恋宿~イケメン支配人に恋して~
「……」
チェックアウト後の作業も終わり、後は自由行動となった今日。
部屋でゴロゴロとくつろぐうちに空はオレンジ色になり、『18時頃になったら呼びに行くから部屋にいてね』と八木さんから言われた私は、私服姿で大人しくひとり部屋の真ん中に寝転がっていた。
古くなった畳の上、寝転がれば木目の天井に小さなかさの電球がぶら下がる。
手にしたスマートフォンの画面を見ればそこには『6月26日』の文字。
……そっか。私、もうすぐ東京に帰るんだ。
当たり前のこと。嫌々始めた仲居の仕事だし、東京に帰れて嬉しいはず……なのに。
「……寂しいと、思うなんて」
小さく呟いた『寂しい』の一言。それは自分の言葉にしてはとても意外で、だけど紛れもない本心だ。

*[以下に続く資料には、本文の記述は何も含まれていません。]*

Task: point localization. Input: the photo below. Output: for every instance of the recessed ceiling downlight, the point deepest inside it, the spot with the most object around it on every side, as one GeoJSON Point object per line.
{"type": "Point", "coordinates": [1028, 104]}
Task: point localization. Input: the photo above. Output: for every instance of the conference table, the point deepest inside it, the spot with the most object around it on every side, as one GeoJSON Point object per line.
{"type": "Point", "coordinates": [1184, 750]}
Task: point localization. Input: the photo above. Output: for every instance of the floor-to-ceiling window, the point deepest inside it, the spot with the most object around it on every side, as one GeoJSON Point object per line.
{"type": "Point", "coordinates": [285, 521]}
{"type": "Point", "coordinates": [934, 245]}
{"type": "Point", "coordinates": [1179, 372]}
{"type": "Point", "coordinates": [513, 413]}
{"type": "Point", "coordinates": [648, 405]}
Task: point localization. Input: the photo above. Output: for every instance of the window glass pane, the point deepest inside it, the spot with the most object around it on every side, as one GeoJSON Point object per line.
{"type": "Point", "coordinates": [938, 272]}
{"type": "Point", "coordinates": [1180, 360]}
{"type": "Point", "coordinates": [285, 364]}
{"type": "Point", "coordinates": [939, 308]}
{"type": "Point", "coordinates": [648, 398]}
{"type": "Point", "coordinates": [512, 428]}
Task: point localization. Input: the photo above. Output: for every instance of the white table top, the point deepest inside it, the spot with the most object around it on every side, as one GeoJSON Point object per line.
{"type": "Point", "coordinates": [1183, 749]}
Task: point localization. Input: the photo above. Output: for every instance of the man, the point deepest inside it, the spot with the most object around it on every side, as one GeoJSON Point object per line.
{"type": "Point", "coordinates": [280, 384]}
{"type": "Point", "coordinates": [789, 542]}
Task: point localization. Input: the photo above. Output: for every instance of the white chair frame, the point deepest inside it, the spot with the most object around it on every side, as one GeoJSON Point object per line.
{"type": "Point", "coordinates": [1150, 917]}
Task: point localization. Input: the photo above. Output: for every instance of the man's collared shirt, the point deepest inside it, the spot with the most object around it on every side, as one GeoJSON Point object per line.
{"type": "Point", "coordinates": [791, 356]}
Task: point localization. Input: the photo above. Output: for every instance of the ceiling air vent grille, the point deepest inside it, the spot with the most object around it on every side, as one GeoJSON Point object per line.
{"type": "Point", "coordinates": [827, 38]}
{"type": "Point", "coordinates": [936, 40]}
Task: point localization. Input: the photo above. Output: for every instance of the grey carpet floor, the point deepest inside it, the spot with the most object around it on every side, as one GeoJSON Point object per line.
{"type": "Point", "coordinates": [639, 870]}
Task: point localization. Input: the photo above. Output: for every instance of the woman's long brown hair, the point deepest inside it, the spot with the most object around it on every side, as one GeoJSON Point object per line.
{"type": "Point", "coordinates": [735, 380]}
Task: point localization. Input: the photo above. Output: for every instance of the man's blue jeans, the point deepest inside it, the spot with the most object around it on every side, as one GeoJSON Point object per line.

東京に戻ったら、あの会社でも、同じようにやり甲斐を見つけること出来るのかな。
『ここに残って千冬くんのお嫁さんになっちゃえばいいのに』
……ここに残りたいって言ったら、千冬さんはそれを許してくれるのかな。
なんて、私はなにを考えてるんだか……。
ひとり考えていると、トントン、と鳴った部屋のドア。
「はい?」
「俺だ」
「千冬さん?鍵開いてますよ、どうぞ」
千冬さんが朝起こしにくる以外で部屋にくるなんて珍しい……あ、もしかして飲み会に呼びに来てくれた?
体を起こすと、開けたドアから顔を覗かせた千冬さんは着替える暇もなく働いていたのだろう、まだスーツ姿のままだ。